Oriente Medio es un escenario de múltiples guerras: kurdos contra turcos, Irán contra Arabia Saudita, Yemen y Siria desangrándose, Irak y Libia sin esperanzas, Egipto bajo dictadura, Turquía bajo el autoritarismo, Líbano salpicada de las dinámicas regionales y Palestina crónicamente ocupada. Los poderes mundiales de Rusia, Europa y Estados Unidos siguen actuando allí a sus anchas, mientras los poderes regionales de Arabia Saudita, Israel, Turquía e Irán, hacen lo mismo.
Hoy tenemos una región más insegura que además contribuye a que el mundo también lo sea. Hay más incertidumbres y menos espacios democráticos. Tal vez la gran excepción es la forma en que se solucionó la producción de energía nuclear por parte de Irán: el diálogo multilateral.
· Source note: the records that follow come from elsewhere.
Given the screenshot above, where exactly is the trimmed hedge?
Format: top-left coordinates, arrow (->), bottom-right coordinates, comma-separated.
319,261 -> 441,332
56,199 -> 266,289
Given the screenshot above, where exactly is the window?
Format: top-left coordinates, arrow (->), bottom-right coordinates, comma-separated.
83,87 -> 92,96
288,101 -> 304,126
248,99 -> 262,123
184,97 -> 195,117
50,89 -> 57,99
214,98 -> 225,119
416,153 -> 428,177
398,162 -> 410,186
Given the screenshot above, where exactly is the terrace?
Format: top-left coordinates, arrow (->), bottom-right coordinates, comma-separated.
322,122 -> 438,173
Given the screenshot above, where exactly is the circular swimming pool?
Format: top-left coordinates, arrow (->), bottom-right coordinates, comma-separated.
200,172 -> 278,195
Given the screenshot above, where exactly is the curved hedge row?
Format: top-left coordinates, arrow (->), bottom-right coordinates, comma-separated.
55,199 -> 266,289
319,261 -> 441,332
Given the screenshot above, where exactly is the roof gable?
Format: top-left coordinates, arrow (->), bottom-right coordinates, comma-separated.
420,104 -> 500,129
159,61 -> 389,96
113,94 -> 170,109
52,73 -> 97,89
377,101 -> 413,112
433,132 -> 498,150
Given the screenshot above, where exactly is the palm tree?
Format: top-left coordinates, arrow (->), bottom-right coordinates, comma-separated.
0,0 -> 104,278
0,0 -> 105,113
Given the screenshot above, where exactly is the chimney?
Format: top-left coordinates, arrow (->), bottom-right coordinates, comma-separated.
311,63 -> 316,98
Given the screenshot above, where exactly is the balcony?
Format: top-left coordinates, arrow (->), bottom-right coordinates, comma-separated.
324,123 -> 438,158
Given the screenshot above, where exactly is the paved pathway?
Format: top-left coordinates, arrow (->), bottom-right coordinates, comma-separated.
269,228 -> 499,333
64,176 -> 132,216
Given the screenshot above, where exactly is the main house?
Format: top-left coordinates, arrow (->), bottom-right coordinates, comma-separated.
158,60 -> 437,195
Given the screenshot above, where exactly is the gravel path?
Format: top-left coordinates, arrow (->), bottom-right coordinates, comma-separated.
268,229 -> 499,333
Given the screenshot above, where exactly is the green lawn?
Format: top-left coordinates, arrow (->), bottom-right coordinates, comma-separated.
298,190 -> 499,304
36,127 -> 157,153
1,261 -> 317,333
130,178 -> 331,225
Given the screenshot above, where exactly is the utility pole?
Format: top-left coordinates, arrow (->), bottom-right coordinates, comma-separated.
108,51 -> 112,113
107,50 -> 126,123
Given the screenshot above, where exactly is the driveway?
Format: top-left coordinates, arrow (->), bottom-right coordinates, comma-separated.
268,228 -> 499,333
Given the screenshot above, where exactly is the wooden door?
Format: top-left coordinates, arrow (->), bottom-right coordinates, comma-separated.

Arafat tenía razón de lo que se venía, no solo para su pueblo transformado –por la lógica de la guerra contra el terror– de un pueblo ocupado a un “pueblo terrorista” sino para una región vapuleada por el mundo. No habrá paz en el mundo sin que haya paz en Oriente Medio, y no habrá paz en Oriente Medio mientras se imponga la lógica de la guerra contra el terror.